Perhaps this all corresponds to some sort of divine astrological occurrence, or perhaps there’s some sort of bovine spiritual vortex spiraling madly below Pennsylvania Avenue. I do not care what it is about West Baltimore that compels bulls to run for sweet freedom, I just know that whenever this happens I am dropping everything I am doing and going on nonstop bull watch. If you are speaking to me, it better be about a bull running wild in West Baltimore, because otherwise, I do not have the time for you .
Just look at this freaking bull, guys. Look at him. That’s a great freaking bull.
He’s okay, by the way. A bunch of people from the zoo shot him with three tranquilizer darts, and he’s now resting comfortably at his breeding farm. Now that all that’s settled, its time for a fun bull fact for Fun Fact Friday! (We got there eventually)
About 14% of all American dairy cattle can trace their lineage back to one single bull.
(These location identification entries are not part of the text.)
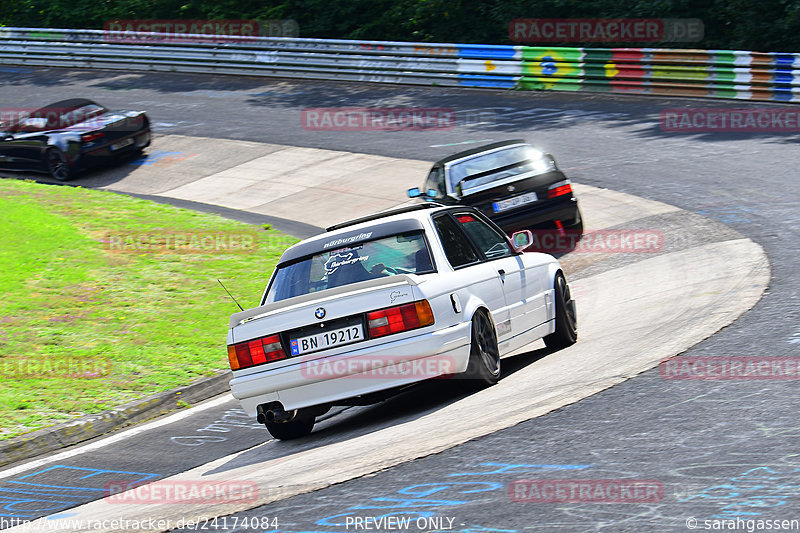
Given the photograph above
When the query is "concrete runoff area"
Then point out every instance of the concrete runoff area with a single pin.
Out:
(631, 318)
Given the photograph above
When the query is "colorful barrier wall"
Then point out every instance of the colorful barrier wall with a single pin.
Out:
(667, 72)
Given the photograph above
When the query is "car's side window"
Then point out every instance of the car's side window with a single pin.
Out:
(436, 181)
(456, 246)
(492, 243)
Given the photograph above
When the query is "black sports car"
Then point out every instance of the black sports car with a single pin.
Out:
(513, 183)
(68, 136)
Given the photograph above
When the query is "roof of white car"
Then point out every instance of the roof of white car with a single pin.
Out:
(392, 222)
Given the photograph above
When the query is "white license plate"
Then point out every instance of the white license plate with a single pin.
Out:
(122, 144)
(511, 203)
(327, 339)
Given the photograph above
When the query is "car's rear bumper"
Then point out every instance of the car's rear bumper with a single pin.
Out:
(357, 372)
(140, 140)
(566, 210)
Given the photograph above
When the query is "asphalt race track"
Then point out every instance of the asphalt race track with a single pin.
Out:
(717, 449)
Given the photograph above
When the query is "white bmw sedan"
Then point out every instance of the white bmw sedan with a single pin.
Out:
(389, 300)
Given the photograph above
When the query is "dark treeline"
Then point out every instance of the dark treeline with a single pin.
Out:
(761, 25)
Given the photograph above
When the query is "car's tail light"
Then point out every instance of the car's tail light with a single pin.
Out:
(255, 352)
(559, 189)
(399, 318)
(87, 138)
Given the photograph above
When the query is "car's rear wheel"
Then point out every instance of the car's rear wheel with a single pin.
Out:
(293, 429)
(57, 165)
(483, 369)
(566, 332)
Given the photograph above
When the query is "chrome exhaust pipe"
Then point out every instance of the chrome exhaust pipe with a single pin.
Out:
(274, 414)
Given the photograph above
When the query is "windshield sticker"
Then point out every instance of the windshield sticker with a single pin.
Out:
(348, 240)
(337, 260)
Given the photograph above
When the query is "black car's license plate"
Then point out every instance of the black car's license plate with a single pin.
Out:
(516, 201)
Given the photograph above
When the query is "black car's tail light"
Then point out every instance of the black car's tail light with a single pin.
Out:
(559, 189)
(255, 352)
(399, 318)
(87, 138)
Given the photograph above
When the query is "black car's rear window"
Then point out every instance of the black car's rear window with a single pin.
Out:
(52, 118)
(486, 168)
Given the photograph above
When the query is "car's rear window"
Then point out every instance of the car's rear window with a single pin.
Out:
(53, 118)
(405, 253)
(486, 168)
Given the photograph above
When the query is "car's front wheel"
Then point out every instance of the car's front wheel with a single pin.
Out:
(484, 357)
(57, 165)
(566, 333)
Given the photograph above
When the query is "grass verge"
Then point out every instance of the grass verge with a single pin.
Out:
(107, 298)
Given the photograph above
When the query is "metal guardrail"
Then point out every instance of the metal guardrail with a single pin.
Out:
(706, 73)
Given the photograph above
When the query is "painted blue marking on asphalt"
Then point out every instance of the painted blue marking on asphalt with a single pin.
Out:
(443, 486)
(154, 157)
(508, 467)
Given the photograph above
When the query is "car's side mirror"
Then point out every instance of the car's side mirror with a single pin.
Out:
(521, 240)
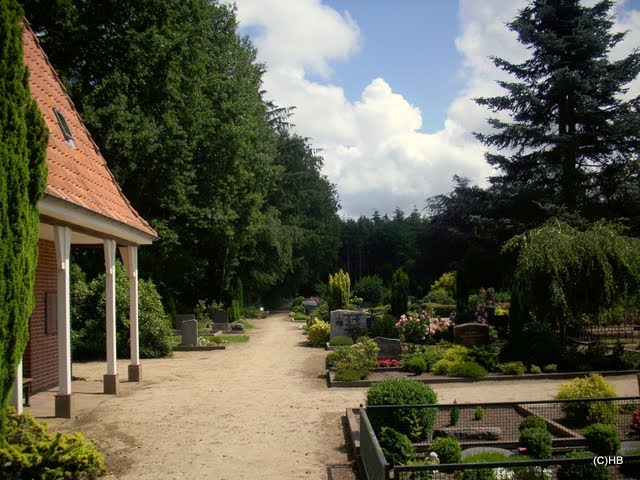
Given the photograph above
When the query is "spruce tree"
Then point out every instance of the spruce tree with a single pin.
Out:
(23, 140)
(572, 141)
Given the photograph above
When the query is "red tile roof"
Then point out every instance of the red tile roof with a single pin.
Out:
(79, 175)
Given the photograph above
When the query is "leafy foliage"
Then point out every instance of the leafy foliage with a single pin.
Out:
(417, 423)
(30, 451)
(88, 338)
(399, 292)
(585, 413)
(23, 139)
(551, 257)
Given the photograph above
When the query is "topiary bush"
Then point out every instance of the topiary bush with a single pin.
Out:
(370, 288)
(30, 451)
(537, 441)
(448, 449)
(602, 439)
(341, 341)
(585, 413)
(532, 421)
(512, 368)
(467, 370)
(417, 423)
(582, 471)
(396, 446)
(318, 333)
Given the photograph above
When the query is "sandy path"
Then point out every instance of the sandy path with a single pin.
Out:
(254, 411)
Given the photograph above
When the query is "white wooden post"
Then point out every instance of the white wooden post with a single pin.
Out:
(16, 399)
(63, 402)
(111, 378)
(130, 258)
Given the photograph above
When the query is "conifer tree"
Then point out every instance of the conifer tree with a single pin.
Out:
(572, 141)
(23, 139)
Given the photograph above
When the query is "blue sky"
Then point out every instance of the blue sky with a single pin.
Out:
(384, 88)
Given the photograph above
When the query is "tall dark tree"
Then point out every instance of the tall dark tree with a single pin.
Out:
(571, 143)
(23, 140)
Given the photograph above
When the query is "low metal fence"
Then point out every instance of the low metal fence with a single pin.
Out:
(491, 426)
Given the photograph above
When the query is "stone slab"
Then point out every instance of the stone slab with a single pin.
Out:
(471, 334)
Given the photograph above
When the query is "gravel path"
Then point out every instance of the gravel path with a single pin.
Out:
(260, 410)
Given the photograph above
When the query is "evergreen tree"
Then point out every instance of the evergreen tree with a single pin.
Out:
(572, 143)
(23, 140)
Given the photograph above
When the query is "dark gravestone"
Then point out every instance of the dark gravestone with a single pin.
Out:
(220, 320)
(390, 348)
(470, 334)
(180, 317)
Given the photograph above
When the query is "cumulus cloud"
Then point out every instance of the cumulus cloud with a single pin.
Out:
(373, 147)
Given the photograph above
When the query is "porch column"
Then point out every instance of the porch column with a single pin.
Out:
(16, 399)
(111, 378)
(63, 402)
(130, 258)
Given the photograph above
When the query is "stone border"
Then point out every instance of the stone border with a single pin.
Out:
(203, 348)
(489, 378)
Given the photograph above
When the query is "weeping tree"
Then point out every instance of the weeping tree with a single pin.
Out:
(23, 140)
(565, 276)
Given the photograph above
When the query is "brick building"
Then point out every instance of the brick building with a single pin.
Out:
(82, 206)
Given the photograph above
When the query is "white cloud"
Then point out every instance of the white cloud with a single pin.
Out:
(373, 148)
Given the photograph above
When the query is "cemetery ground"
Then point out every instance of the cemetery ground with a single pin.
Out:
(260, 409)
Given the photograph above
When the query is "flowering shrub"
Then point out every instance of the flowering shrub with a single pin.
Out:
(635, 423)
(415, 328)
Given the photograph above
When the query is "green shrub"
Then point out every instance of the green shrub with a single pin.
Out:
(448, 449)
(442, 367)
(318, 333)
(432, 353)
(30, 451)
(415, 364)
(512, 368)
(585, 413)
(361, 356)
(396, 446)
(399, 293)
(602, 439)
(384, 326)
(440, 296)
(88, 337)
(369, 288)
(347, 375)
(478, 413)
(467, 370)
(532, 421)
(341, 341)
(339, 291)
(454, 414)
(537, 441)
(582, 471)
(417, 423)
(484, 355)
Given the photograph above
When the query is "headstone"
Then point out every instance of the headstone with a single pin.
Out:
(309, 305)
(346, 322)
(180, 317)
(189, 330)
(220, 320)
(470, 334)
(390, 348)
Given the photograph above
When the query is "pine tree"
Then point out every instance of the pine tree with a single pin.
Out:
(572, 142)
(23, 140)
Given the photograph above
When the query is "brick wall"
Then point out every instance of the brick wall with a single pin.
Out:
(41, 356)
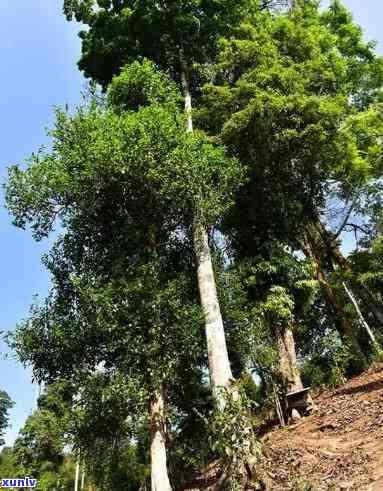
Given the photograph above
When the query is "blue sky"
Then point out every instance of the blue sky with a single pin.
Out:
(39, 50)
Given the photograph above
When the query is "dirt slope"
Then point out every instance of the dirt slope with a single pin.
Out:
(340, 447)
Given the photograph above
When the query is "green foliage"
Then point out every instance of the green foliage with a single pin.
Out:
(39, 447)
(231, 434)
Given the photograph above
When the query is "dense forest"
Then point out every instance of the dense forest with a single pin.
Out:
(216, 203)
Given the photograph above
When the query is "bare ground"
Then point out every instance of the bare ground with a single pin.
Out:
(340, 447)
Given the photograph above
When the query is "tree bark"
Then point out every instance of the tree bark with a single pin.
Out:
(344, 326)
(82, 487)
(159, 472)
(362, 320)
(219, 365)
(288, 360)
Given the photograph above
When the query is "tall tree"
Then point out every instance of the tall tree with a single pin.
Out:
(282, 103)
(176, 36)
(125, 180)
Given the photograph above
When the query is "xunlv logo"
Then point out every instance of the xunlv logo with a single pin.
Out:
(18, 483)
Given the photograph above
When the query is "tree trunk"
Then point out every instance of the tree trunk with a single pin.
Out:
(344, 326)
(288, 360)
(219, 365)
(77, 476)
(336, 258)
(159, 472)
(362, 320)
(83, 479)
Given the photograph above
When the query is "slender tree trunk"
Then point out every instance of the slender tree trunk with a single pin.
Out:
(344, 326)
(82, 479)
(362, 320)
(77, 476)
(337, 259)
(159, 472)
(288, 360)
(219, 365)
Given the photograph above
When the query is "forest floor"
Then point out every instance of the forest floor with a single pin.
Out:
(339, 447)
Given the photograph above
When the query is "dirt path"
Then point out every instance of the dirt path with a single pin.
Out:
(338, 448)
Chief was born in North Carolina in 1962, and when he started breeding, all of his daughters had gigantic udders that produced huge quantities of milk. He had the most sought after sperm in the country, and he was exceptionally virile: he sired over 16,000 daughters, and has over 500,000 granddaughters and two million great granddaughters. I thought about researching exactly how much bull semen that is volume-wise, but I talked myself down from that ledge. I’m proud of myself for that.